Nora Jones: And I just want to go back to what you said earlier. Yeah, we have dramatically improved as an industry in the past few years, and I also think we’re very young as an industry. But yeah, when we were starting out Jeli, I think there was a notion very commonly held in the industry. We don’t have time for post-incident reviews and it’s like, of course you don’t have time for the incident and it still happened, so let’s acknowledge it happened and try to squeeze something that we can from it. But I think first and foremost is that is dedicating time for the post incident review and not breaking your promise to learn If there’s another standing important meeting that’s at the same time as the post-incident review, make time to try to figure that out so that you can really attend and be there. Because a lot of the value that comes out of the incident reviews too is not just someone investigating what happened and writing it down.

It’s like the block of time where people are talking to each other and engaging with each other about what happened and about what their point of view was at that particular moment. And it also really takes a skilled facilitator to provide that kind of collaborative environment and really make sure they have a good agenda that they want to touch on going into the meeting, being able to get people off of their soap boxes if they’re talking for 30 minutes, all of that takes a lot of skill and focus as a facilitator to really extract all those data points out of all those people. Because the really interesting thing about the review meeting is it’s not like the incident review gets done before the meeting itself is another source of data into your incident review. It should never be done until the incident review happens.

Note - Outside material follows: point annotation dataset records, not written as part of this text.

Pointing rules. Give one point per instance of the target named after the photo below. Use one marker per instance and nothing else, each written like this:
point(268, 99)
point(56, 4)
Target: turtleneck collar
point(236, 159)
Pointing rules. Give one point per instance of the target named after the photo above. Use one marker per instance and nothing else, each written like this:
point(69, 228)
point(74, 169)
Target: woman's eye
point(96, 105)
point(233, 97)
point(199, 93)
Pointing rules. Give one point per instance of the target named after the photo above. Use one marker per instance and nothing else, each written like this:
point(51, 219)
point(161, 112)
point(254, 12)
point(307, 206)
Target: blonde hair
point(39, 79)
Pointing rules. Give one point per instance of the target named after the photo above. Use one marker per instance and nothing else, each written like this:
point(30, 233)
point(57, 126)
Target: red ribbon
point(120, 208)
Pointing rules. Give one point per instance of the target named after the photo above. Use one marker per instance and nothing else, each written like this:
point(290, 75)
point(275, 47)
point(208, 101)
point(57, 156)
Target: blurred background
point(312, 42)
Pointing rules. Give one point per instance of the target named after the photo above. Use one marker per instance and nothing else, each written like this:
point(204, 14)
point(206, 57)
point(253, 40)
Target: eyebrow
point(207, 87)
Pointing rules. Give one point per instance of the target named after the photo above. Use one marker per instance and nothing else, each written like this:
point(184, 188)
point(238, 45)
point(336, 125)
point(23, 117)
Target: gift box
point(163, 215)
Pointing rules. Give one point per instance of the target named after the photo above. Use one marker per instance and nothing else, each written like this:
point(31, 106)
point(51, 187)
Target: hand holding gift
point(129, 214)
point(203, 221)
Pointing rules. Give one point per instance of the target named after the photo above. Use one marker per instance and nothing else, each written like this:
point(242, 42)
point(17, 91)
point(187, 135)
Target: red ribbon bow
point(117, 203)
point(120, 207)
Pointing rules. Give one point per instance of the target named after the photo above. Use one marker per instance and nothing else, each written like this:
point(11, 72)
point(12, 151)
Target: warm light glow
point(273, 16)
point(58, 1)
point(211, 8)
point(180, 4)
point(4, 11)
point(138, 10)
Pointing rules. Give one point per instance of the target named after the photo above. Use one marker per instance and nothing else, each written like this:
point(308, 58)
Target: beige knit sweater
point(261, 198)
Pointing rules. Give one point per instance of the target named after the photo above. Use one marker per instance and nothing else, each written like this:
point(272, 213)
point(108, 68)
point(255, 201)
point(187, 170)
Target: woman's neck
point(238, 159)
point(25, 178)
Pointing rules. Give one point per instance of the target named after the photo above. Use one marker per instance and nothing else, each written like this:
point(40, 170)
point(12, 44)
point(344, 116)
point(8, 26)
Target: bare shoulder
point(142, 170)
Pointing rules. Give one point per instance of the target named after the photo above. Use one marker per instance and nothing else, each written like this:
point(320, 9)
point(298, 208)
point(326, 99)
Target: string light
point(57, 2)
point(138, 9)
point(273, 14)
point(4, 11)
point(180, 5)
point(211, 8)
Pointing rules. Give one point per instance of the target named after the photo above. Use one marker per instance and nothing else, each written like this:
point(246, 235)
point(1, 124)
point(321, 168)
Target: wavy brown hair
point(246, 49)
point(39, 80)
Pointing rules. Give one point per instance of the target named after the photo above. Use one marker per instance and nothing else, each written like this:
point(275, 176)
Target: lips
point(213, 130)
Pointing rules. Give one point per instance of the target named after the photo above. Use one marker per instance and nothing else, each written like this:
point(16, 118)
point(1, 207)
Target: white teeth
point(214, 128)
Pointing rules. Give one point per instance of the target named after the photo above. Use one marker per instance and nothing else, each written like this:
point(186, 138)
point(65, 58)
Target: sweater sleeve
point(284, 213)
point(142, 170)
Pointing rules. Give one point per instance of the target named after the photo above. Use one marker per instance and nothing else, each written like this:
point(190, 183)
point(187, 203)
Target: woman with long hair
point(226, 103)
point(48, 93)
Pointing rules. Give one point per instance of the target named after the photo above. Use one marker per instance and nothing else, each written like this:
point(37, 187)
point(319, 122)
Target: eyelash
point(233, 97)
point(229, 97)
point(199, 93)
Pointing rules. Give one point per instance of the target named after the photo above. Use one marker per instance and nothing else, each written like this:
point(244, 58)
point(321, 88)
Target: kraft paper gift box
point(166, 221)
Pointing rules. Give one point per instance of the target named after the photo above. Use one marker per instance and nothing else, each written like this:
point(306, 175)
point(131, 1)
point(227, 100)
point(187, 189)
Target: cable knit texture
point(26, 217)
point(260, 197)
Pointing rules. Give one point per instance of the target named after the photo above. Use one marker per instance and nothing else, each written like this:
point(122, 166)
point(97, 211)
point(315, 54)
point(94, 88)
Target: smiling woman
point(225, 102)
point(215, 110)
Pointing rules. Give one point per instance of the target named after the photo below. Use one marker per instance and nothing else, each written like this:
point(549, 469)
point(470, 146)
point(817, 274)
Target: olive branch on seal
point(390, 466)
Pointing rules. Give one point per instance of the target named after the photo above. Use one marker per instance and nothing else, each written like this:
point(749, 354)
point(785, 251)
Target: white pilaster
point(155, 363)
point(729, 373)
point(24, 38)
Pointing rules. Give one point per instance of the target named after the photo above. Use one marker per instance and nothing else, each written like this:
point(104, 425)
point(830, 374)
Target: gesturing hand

Mandi Walls: Absolutely. We find lots of stuff that either gets remembered or we add another lens or a little bit of additional context when we’re talking through it in the review meeting, even though everybody had an opportunity to go through the document, the template beforehand and add their whole story and we have the timeline and there’s all these things and there’s always something that comes in like, oh yes, we were thinking about this as well that comes in. That adds sort of another dimension to at least some part of it.

Nora Jones: Absolutely. And one thing that I think is very common is people are so busy and they’re usually doing the things that they were doing before the incident took place and they’re scrambling and so sometimes when they get to the incident review, they actually forget what has happened because, and so I think a really skilled facilitator will also be very good at reorienting people to the situation so that they can have a productive meeting and really jogging their memory. And I think you can really do that with visuals. And so it’s going to be hard if you’re just like you have a confluence doc up on a screen and you’re following a what went well, what went poorly, which is a very common way to do this, but it doesn’t always jog the memory of here’s what happened and really jump people into that situation. And I think that’s incredibly important to do

Mandi Walls: And there’s such an investment you said about don’t break your promise to have the meeting. We have a timeline after an incident when you’re going to handle the review meeting, it needs to be within five business days so things don’t fall out of your brain. They probably have gone anyway even after five days. But then what’s the life of that review afterward? What should folks be thinking about doing with the artifacts that they produce in those meetings?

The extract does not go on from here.